HHV-6 latency gene U94 has anti-cancer effects in triple-negative breast cancer cells

Co-authors Associate Professor Francesca Caccuri, PhD and Professor Arnaldo Caruso of University of Brescia, Italy.

Triple-negative breast cancer is a highly aggressive cancer with poor prognosis. Italian investigators have shown that U94, the latency gene of HHV-6, interferes with the metastatic cascade by inhibiting DNA damage repair genes and cell cycle, leading to intrinsic apoptotic cell death. Apoptosis in breast cancer cell lines exposed to HHV-6 u94 was significantly higher than those of Non-Treated cells. U94 altered the expression levels of several proteins involved in intrinsic apoptosis such as Bcl-2, Bad, caspase-3, caspase-9, and PARP.

Importantly, U94 doesn’t just act as an anticancer agent on its own but can work synergistically with other therapies to improve outcomes in cancer treatment. The group, led by Francesca Caccuri and Arnaldo Caruso of University of Brescia, tested whether U94’s inhibition of DNA repair machinery increased the effectiveness of DNA-damaging chemotherapeutic drugs by exposing cells to Cisplatin and Doxorubicin (both DNA-damaging drugs) as well as Taxol (a microtubule inhibitor used as a control). Their results showed that U94 had the ability to sensitize cancer cells to DNA-damaging chemotherapy and exponentially increase their impact.

The group’s microarray data also highlighted the ability of U94 to block the cholesterol biosynthesis pathway, which is also a recognized target for cancer therapy, and in the view of the authors, deserves further investigation. The team notes that the ability of U94 to interfere with cancer cell proliferation and, at the same time, to promote apoptosis suggests that the viral protein can act as a cancer cell killer in two ways – by blocking DNA repair and by inhibiting cholesterol synthesis.

The University of Brescia team previously published data demonstrating that U94 can inhibit angiogenetic properties in endothelial cells. They conclude that U94 shows promise as a potential breast cancer treatment either alone or in combination with other treatments.

We asked Francesca Caccuri and lab director Professor Aarnold Caruso about their next plans.
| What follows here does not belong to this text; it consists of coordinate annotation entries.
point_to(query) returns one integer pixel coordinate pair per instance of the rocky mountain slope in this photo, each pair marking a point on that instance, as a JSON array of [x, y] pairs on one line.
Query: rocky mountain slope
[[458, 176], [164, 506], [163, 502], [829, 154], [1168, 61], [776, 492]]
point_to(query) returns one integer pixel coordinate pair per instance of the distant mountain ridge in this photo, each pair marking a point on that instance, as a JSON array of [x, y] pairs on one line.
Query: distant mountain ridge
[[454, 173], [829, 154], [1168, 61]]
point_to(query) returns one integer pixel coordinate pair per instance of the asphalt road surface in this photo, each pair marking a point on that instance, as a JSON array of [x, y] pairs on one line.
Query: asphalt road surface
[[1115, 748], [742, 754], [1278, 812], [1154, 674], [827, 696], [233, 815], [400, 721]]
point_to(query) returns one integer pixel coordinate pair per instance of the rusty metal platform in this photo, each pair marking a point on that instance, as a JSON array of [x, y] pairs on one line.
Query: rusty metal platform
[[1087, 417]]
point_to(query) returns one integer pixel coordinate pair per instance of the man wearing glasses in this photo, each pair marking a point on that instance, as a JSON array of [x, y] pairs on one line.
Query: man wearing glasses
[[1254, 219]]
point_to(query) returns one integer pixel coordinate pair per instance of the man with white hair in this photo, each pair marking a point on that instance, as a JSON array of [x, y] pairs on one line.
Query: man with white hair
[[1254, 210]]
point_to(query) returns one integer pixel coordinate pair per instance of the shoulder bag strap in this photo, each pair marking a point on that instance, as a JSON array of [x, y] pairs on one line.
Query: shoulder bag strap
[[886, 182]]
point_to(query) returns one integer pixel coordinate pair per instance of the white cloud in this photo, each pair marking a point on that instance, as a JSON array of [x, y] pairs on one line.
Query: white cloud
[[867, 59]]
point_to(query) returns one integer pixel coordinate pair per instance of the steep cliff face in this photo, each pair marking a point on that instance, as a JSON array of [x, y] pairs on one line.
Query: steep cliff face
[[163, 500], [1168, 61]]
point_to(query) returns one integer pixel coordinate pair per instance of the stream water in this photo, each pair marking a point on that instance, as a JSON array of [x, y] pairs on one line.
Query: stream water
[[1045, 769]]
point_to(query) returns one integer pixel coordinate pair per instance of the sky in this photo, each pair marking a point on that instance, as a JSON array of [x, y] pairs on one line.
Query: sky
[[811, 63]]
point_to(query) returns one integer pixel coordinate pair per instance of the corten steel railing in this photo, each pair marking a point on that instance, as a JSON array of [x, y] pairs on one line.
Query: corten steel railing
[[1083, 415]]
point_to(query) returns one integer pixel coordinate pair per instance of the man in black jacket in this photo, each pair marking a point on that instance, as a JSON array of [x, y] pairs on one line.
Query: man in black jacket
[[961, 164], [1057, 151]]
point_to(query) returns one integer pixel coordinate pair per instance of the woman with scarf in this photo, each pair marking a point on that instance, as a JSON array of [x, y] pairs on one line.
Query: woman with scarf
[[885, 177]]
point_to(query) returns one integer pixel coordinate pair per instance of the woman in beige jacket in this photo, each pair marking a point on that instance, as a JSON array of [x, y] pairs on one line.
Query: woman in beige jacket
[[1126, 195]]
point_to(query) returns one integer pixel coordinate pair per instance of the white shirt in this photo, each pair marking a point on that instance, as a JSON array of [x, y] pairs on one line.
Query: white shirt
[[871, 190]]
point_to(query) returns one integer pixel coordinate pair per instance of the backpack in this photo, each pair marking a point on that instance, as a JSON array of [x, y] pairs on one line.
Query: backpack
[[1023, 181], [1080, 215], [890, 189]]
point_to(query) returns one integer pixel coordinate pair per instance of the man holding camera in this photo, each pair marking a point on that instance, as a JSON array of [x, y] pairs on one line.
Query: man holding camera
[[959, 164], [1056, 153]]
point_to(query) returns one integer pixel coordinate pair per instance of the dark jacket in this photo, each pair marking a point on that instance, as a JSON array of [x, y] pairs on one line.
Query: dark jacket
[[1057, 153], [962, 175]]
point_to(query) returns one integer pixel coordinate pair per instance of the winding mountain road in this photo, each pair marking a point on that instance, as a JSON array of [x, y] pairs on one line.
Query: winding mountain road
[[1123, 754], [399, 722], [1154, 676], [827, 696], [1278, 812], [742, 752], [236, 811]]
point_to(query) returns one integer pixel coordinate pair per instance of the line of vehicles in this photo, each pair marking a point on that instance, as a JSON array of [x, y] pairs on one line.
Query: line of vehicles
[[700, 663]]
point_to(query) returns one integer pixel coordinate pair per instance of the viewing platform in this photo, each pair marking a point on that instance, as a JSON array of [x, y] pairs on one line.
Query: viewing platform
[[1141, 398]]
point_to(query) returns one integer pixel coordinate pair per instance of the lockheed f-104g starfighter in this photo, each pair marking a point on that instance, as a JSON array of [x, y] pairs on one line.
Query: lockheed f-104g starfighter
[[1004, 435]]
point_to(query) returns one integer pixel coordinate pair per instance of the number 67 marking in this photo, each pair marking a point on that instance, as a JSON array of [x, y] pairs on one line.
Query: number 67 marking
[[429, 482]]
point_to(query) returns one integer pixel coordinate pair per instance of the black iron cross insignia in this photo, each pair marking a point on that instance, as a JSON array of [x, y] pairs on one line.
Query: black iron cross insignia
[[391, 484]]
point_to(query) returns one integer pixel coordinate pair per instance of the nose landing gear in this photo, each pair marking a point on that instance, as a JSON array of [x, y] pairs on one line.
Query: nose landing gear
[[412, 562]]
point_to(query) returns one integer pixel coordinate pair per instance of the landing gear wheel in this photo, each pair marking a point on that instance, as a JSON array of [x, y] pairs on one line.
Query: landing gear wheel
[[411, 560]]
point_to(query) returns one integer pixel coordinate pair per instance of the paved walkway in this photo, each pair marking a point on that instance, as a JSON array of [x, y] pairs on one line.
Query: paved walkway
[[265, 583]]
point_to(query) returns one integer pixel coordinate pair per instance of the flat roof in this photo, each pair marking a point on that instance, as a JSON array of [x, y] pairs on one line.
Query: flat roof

First they wplan to optimize the U94 activity by dissecting the viral protein to identify the active portion, with an eye toward optimizing an "anti-cancer effect". Second, they will scrutinized the role of cholesterol and the ability of U94 to inhibit the cholesterol biosynthesis pathway. They note that since cholesterol is known to influence oncogenesis,  this effort might uncover another means by which U94 could be developed for cancer therapy.